The phylogenetic tree in the Fig. 4b also includes Actinobacteria, Planctomycetes, Gemmatimonadetes, and filamentous cyanobacteria that were detected exclusively by the clone library analysis (with the exception of Actinobacteria). In particular, sequences affiliated to the Planctomycetes and Gemmatimonadetes were exclusively obtained from LH. These microorganisms may exist in Antarctic soil environments at low levels (Smith et al., 2006; Yergeau et al., 2007) and, interestingly, members of both phylogenetic groups have been recently reported in the Luther Vale soil (Niederberger et al., 2008); thus, it is plausible to assume that they might origin from the surrounding terrestrial habitat (e.g. through seeding by wind).
The well-developed microbial mats that were observed in all lakes at sampling time (Borghini et al., 2008) could explain the occurrence of sequences from the filamentous cyanobacteria Leptolyngbya and Phormidium in the clone libraries (Fig. 4 and Table S1). These organisms have been frequently found in different Antarctic biotopes. In particular, the strong abundance of the genus Phormidium in the lake INI is in line with previous microscopy observations made for microbial mats in the same area (Fumanti et al., 1997; Cavacini, 2001).

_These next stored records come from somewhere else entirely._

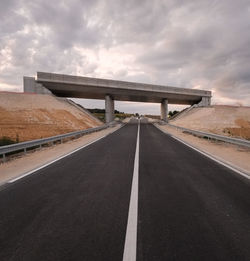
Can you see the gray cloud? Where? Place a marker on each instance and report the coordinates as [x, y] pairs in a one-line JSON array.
[[179, 43]]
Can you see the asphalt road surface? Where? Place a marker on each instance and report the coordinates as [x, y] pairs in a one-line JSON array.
[[189, 207]]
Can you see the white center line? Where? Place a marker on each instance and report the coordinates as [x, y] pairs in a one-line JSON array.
[[129, 253]]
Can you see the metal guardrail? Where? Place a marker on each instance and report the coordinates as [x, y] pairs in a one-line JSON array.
[[217, 137], [23, 146]]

In conclusion, the synergistic application of different methods allowed obtaining complementary information on the microbial community inhabiting Antarctic lakes of the northern Victoria Land, thus enlarging our knowledge on the prokaryotic diversity in these extreme habitats. Interestingly, this study demonstrates that the investigated lakes harbor bacteria that are common to both Antarctic and Arctic freshwater systems, thus highlighting their diffusion in Antarctica (including endemic species) and their bipolar distribution. Moreover, our results suggest that the microbial community composition in Antarctic shallow lakes can be often locally and/or temporally affected by external influences that include atmospheric deposition, seabird excreta, and seawater intrusion, in addition to exchanges between the lake waters and both the benthic and soil compartments.
L.M. and A.L.G. wish to thank their colleague Chiara Agnorelli (University of Siena, Italy) for assistance during sample collection, and all of the staff at ‘Mario Zucchelli’ Station, for the logistic help and support, which made possible the expedition. We also thank the Editor Prof. Max Häggblom and three anonymous reviewers for helpful comments on the manuscript. This research was supported by grants from the National Antarctic Research Program (PNRA), Italian Ministry of Education and Research (PEA 2004, Research Project PNRA 2004/1.6), and from the National Antarctic Museum (MNA).